I also think your attitude may have been sensible in another market, but this one where demand outstrips engineering supply greatly? I could write my resume on crayons and still have people reach out.

Edit: You may also want to look into cover letters? It sounds like that’s what would solve your desire to get a unique, creative response from the candidate while they still maintain an accessible resume. This problem has been solved in other industries.

> (to people and systems)

Any company that does automatic resume analysis is already lost in terms of engineering quality.

> A boring looking resume thats like all the others might be good enough for SAP but would get filtered out my me immediately.

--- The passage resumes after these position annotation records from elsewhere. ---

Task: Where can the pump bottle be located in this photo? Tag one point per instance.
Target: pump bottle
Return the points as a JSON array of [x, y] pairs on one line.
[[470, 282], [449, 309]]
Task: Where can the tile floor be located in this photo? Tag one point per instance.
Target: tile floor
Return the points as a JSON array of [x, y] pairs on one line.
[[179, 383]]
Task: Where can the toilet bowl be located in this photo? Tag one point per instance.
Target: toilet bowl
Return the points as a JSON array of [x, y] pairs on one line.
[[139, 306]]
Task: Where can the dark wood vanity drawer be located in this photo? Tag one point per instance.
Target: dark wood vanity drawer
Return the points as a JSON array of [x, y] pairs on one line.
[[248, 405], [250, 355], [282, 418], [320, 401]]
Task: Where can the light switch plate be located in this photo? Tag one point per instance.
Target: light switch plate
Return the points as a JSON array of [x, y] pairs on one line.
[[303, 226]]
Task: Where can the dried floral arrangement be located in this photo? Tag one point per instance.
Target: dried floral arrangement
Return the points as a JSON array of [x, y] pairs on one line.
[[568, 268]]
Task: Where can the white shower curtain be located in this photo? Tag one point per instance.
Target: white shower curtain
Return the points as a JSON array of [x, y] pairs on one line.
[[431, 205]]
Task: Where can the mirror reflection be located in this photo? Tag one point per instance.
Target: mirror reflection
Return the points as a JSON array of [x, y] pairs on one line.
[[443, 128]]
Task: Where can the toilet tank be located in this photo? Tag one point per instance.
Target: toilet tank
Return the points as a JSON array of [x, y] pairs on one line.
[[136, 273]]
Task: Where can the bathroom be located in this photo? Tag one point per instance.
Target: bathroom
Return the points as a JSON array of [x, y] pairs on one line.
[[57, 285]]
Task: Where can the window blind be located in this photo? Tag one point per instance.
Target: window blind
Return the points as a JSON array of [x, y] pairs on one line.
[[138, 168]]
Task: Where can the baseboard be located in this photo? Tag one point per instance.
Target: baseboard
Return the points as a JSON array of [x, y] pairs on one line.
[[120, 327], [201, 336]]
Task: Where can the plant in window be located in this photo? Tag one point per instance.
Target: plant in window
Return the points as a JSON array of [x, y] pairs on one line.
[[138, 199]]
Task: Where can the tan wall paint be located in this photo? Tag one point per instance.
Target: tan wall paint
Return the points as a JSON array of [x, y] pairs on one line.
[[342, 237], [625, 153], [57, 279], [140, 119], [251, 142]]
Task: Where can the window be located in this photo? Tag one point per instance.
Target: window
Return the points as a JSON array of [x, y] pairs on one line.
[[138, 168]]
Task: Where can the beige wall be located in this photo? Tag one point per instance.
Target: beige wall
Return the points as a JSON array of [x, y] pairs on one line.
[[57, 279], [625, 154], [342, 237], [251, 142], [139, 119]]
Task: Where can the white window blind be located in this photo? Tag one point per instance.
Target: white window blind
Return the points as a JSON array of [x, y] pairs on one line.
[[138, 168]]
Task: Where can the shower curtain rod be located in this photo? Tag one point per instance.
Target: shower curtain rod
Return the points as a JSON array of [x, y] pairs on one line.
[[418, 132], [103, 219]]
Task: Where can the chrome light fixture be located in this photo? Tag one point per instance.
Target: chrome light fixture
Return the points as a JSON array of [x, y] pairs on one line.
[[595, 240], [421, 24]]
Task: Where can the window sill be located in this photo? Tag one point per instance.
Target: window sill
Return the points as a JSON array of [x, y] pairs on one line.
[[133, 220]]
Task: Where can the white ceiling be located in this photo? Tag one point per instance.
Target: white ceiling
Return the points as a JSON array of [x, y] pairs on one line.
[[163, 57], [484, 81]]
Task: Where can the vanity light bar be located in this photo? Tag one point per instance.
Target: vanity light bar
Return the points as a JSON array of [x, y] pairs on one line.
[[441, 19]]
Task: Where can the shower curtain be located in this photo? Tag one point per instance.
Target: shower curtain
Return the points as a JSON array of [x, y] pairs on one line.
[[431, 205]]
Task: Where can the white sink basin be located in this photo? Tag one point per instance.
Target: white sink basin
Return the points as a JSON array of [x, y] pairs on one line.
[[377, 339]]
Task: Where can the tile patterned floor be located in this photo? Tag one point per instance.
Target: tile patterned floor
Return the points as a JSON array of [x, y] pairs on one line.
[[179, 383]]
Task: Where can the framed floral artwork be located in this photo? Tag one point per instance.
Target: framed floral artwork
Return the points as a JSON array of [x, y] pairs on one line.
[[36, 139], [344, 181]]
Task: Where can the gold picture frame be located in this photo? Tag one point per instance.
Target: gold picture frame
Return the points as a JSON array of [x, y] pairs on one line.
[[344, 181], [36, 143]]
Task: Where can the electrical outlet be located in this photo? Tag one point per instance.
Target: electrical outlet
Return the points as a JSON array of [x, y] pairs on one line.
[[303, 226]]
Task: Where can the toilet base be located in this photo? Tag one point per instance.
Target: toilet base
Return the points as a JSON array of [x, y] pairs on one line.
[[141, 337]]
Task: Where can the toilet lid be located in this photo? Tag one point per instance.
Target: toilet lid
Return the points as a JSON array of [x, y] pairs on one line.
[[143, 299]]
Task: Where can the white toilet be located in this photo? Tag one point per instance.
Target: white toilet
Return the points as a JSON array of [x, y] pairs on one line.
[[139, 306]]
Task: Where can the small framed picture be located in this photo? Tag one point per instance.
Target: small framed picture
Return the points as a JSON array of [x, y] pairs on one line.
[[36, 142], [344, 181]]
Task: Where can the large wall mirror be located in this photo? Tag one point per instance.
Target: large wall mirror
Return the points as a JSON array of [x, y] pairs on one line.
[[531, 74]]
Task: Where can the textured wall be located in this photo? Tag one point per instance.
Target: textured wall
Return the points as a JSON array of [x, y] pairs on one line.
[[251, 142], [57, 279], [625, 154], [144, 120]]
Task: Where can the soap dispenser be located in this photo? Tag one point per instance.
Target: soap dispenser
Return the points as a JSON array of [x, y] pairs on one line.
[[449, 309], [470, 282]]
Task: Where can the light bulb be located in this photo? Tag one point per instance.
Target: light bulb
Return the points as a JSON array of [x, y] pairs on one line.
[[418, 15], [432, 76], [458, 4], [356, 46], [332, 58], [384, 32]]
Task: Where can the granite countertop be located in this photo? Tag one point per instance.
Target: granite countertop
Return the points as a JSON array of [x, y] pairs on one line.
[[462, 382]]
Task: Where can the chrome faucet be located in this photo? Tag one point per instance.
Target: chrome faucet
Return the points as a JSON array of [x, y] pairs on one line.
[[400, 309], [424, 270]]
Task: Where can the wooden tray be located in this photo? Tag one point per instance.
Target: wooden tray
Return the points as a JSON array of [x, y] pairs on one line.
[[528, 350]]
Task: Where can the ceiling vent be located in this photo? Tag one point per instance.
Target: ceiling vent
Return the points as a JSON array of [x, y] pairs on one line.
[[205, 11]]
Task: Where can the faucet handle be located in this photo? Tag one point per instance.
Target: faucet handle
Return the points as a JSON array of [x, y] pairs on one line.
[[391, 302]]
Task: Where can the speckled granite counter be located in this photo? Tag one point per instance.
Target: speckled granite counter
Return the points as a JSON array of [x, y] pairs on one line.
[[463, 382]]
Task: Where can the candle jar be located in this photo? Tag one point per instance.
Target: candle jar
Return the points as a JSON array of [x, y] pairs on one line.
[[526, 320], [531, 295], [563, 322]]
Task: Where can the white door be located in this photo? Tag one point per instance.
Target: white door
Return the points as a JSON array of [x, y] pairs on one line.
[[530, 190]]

maybe i misunderstood, are you saying you judge candidates on the appearance of their resume, as opposed to the contents??

i always took the opposite view. the more effort in a resume the more desperate it seems. i keep a very basic resume , not even 1 full page and i base it around my current role, so experience is foremost.

I think y'all are probably trying to hire different candidates, and that your preferences are legitimate.
I want to work with people that are interesting.

It's not the apperance per se but the "spirit". A very functional minimalistic resume is as good as a fancy design, what matter is that there is a underlying method/idea/attitude.

Of course the contents are just as important, but a candidate that provides a markdown file with the most important points in their career and their hobbies, is much more interesting to me than a word resume template that lists ever side job, languange, micro skill, scrum certificate and letter of recommendation.

Let's go one step further. Why send me a resume in English? Just be creative and use an elvish language. Or invent your own language. Don't just take a standard and try to use it to convey information.

Unless the role has a strong design component just use something simple and plain to present your skills and experience. Make it easy to understand what you can do for us. Thats the important part of the resume.

All those lists of skills and experiences are easily embellished.

Lists of dozens of programming languages, work experiences, and qualifications are a lot of noise that even the worst candidates can just add without any meaningful experience.

The document itself however tells a lot more about the person. It's impossible to fake, and the only truly objectively quantifiable metric of the whole resume.

An applicant that has a deep interest in ConLangs and wants to show that off in their resume sounds super awesome and would definitely get my approval for a fully paid trial run.

Pretty cool, though a bit biased because was already doing something similar myself using YAML instead. It allows you to have your resume in one easy-to-work-with format and then export it to whatever format you want (be it pdf or web or even plain text).
Ultimately JSON is a subset of YAML, right?
That's true. YAML 1.2 specification made YAML a strict superset of JSON.
This has worked well for me. Having a big and diverse range of experiences in tech development and now applying for many different kinds of job this allows me to quickly make variations that emphasize some areas of experience and minimize or skip over skills and experiences that are not relevant to a particular job.
JSON standards for general-purpose data about real-world entities should really be based on JSON-LD and use meaningful properties as defined by well-known shared standards such as schema.org. Then there might actually be some chance for, say, a "JSON-LD resume format" to be useful for automated, programmatic analysis.
This is pretty dumb, why would anyone want to represent themselves the same way someone else does? What is this? A format for ants?
I love this. It makes editing so much easier because I can use VS Code as a schema-aware editor instead of having to deal with a word processor.

It also lets me use Git so I can keep track of changes. Plus, it allows me to personalize the visual style via CSS and HTML before I export it to PDF for submission.

A few commenters seem to think that JSON Resume is meant as a file format that one would submit to potential employers as-is. It’s not! It’s a source format, which scratches the itch of people like me who like semantic text-based formats.

If JSON Resume didn’t exist already, I’d have ended up building something similar myself.